As they drew near, the runes along its surface began to glow faintly—not in welcome, but recognition.
Yvonne's knees buckled.
"This monument," she said, breathless, "it's for us."
Kaizen's brow furrowed.
"We've never been here."
"No. Not us… not like this."
She pressed her palm to the cold surface of the stone. The moment she made contact, the monument pulsed.
And it screamed.
Not aloud—but into the soul. A scream made of shattered memories, of burned cities, of crowds crying prayers to the Spiral and then begging those same gods for mercy when the skies rained fire.
The Veil Quivers
Yvonne staggered back, clutching her head.
A flicker—a burst of past-life memory:
Her voice echoing over a burning citadel.
Kael'Vorr's greatstone blade cleaving armies in two.
A council kneeling in chains.
Fire devouring mountains.
Their names chanted not with reverence—but with terror.
"Ashweaver…" she gasped. "This… this is what they buried. What we buried."

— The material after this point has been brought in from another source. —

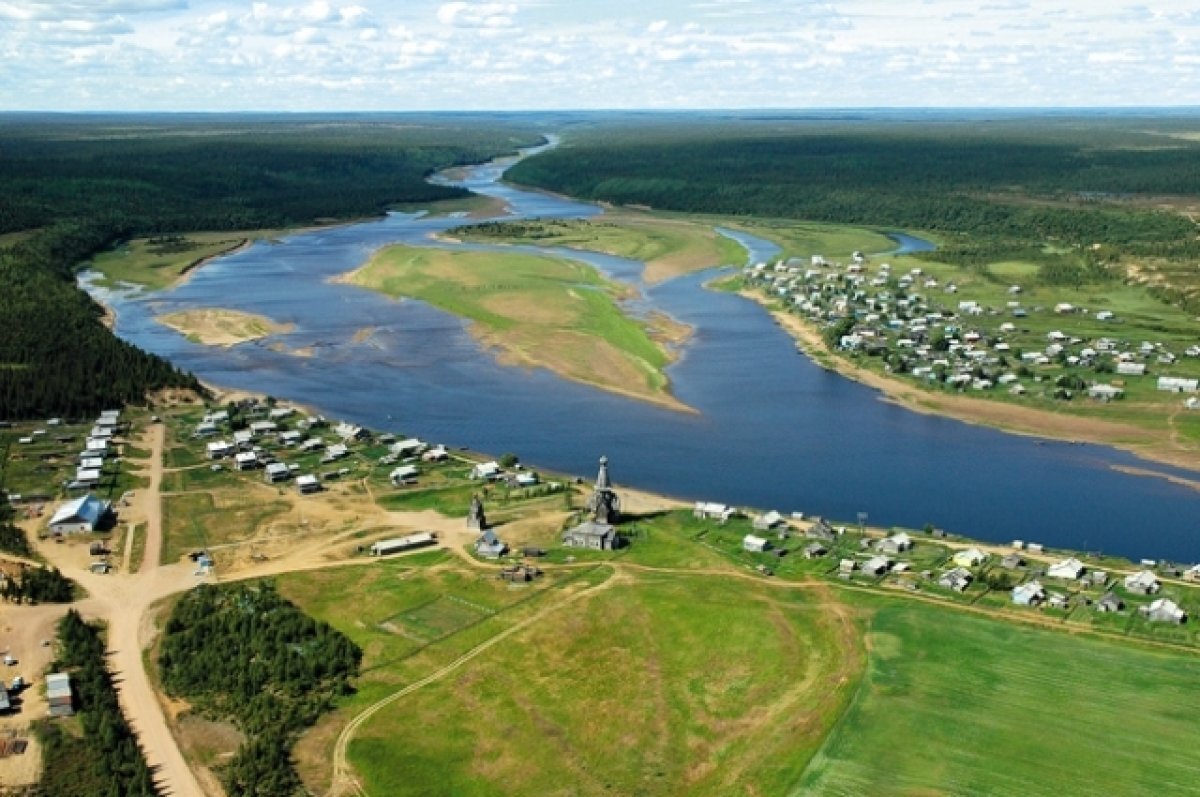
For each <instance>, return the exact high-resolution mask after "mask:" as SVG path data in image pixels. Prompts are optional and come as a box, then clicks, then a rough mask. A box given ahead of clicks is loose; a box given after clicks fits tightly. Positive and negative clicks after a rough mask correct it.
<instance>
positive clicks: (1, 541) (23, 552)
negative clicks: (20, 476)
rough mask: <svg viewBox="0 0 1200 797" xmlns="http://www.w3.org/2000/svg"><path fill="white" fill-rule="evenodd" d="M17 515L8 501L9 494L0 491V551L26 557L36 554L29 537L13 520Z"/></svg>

The Veil of Judgment, third of the Sixfold Veils, quivered inside her chest like a locked door rattling in a hurricane.
Flames burst around her feet, coiling up her legs, but not burning her—mourning her. Grieving for the divine judgment she once carried. The wind howled through the field as if the monument's grief had finally torn free.
Kaizen Anchors the World
Kaizen stepped forward, grabbing her shoulder. His gauntlet radiated raw strength, but his voice was gentler than stone had any right to be.
"Enough. Not here."
The ground beneath them pulsed, and for the first time, Kaizen could feel the stone remembering too.
He was a giant among cracked roots and whispers, yet for the first time, the weight of his body didn't strain the world—it balanced it.
He knelt beside Yvonne, pressing a palm to the spiral monument. The glowing threads of crimson light stilled.
"We weren't monsters," he said quietly. "We were protectors… who became too powerful to protect anything."
She met his eyes, and for a heartbeat, they both remembered the moment they chose the Veils—not out of fear, but out of love.
The Watcher in Gold
As the wind died, the field calmed. But they were not alone.
Across the field, amidst the sea of ash petals, a figure stood in perfect stillness—cloaked in black and gold, face hidden behind an ivory mask, adorned with the mark of the Spiral.
A Watcher.
It did not speak. It did not draw blade or sigil. It simply lifted one hand…
…and pointed.
Not at Yvonne.
Not at Kaizen.
But at the spiral monument.
Then it vanished—dissolved into spiraling smoke, swallowed by the field as if it had never been there at all.